El punto político de Goic respecto de si confiaba o no en Karadima echó por tierra la defensa que hasta ese minuto prominenetes hombres de empresas y sacerdotes habían armado alrededor del ex párraco de El Bosque. Sobre la inocencia de Karadima, Goic dijo: “Yo no me cierro. Espero los dictámenes del proceso eclesiástico y del proceso civil. Escuché a otro obispo, don Antonio Moreno, que es coetáneo del padre Karadima, decir en La Segunda que ‘no me calza, pero no meto las manos al fuego por nadie’. Qué hay aquí: un conjunto de acusaciones. Estoy rezando por él y rezo también por las posibles víctimas, porque si todo esto es cierto… hay mucho dolor. Y si el padre es inocente, imagínese.

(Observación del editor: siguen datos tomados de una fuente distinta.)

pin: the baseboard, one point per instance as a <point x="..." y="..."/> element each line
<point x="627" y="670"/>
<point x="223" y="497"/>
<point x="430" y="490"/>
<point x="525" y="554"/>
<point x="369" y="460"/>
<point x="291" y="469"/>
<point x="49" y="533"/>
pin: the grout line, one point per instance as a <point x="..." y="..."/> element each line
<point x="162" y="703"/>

Me pongo en el caso del cura que hablábamos antes: Si es inocente, va a salir santo de la cárcel. Y si es culpable, habrá pagado su condena”.

Un mes después de sus declaraciones en el vespertino, Goic, consciente de la molestia que habían provocado sus palabras, convocó a una reunión en una de las sedes del Arzobispado de Santiago, en Cienfuegos 47, donde se reúne el comité permanente de la Conferencia Episcopal que presidía en ese tiempo. Quería darle contexto a sus dichos, donde, estimaban en el círculo más cercano a Karadima, lo había sentenciado públicamente. Lo que no sabía Goic es que los invitados -el actual obispo de Osorno Juan Barros Madrid; el de Linares Tomislav Koljatic Maroevic; el de Talca Horacio Valenzuela Abarca, y el obispo auxiliar Andrés Arteaga Manieu-, habían preparado la reunión con un documento de 18 puntos donde quedaba plenamente establecido y acordado lo que se diría en la cita.

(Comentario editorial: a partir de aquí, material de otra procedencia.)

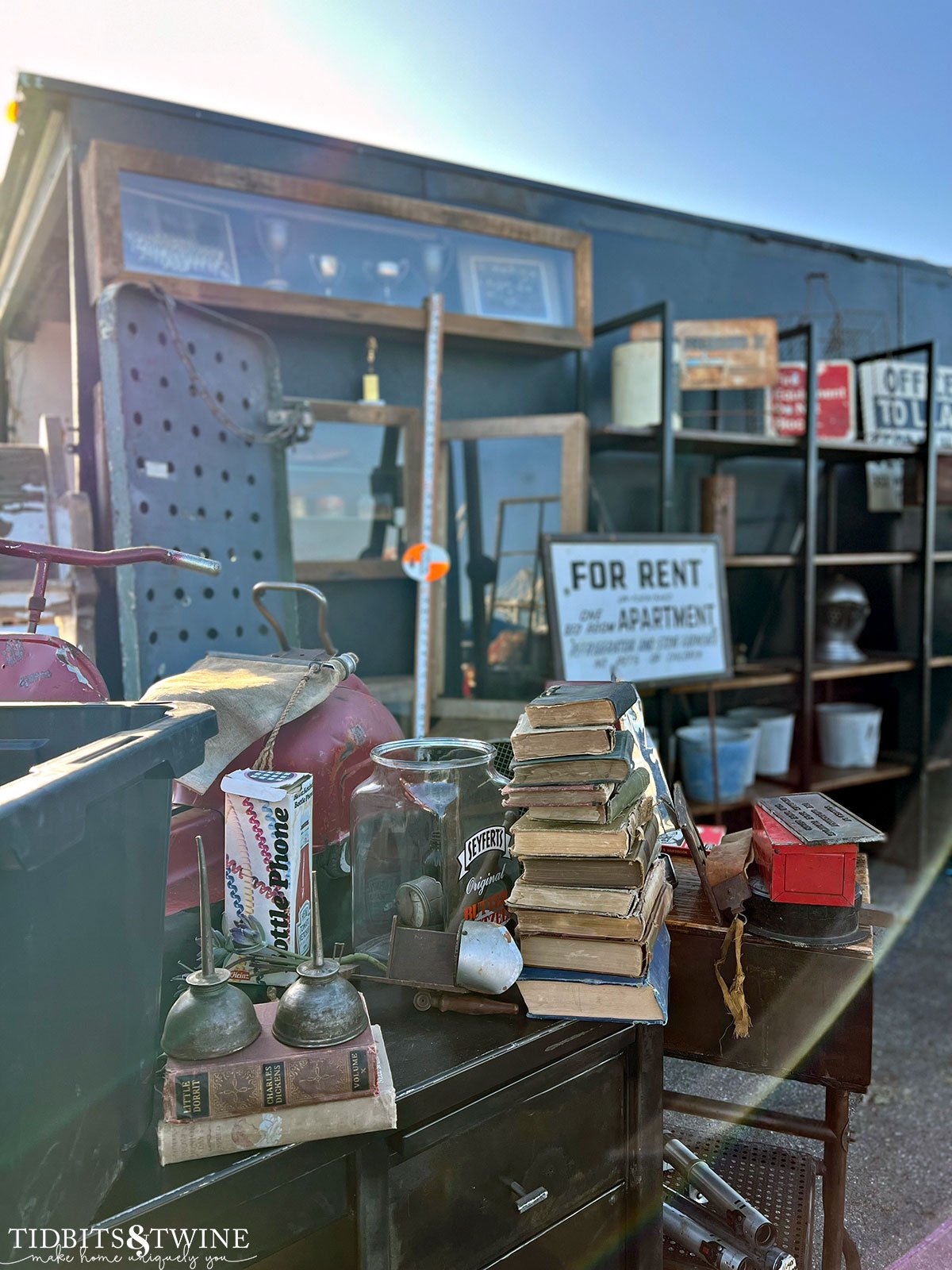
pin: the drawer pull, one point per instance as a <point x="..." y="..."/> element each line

Lo más relevante que los cuatro obispos formados por Karadima concordaron, y que impusieron finalmente en la cita del 31 de mayo de 2010, fue exigir que la causa llegara al Vaticano, como una forma de evitar el juicio penal, y que se pidiera a la Santa Sede que no se impusieran sanciones a su mentor. Además de evitar medidas cautelares de Errázuriz en contra de karadima, tal cual se discutirían después en el cónclave. Las autoridades de la Iglesia vinculadas al párroco condenado por abuso sexual a menores, llegaron acompañadas por Errázuriz, quien lideró el encuentro ese día y que se inició a las 15:30 horas.

Altas fuentes de la Iglesia confirmaron a The Clinic Online la existencia de la cita y explicaron que lo único que se buscaba, por parte de Goic, era distender un poco los ánimos y discutir la situación de Karadima que en ese minuto atravesaba por su peor momento: Se había emitido un duro programa en TVN con las denuncias de las víctimas y ya se acumulaban cientos de páginas en los diarios con la historia de lo que ocurría al interior de la parroquia de El Bosque.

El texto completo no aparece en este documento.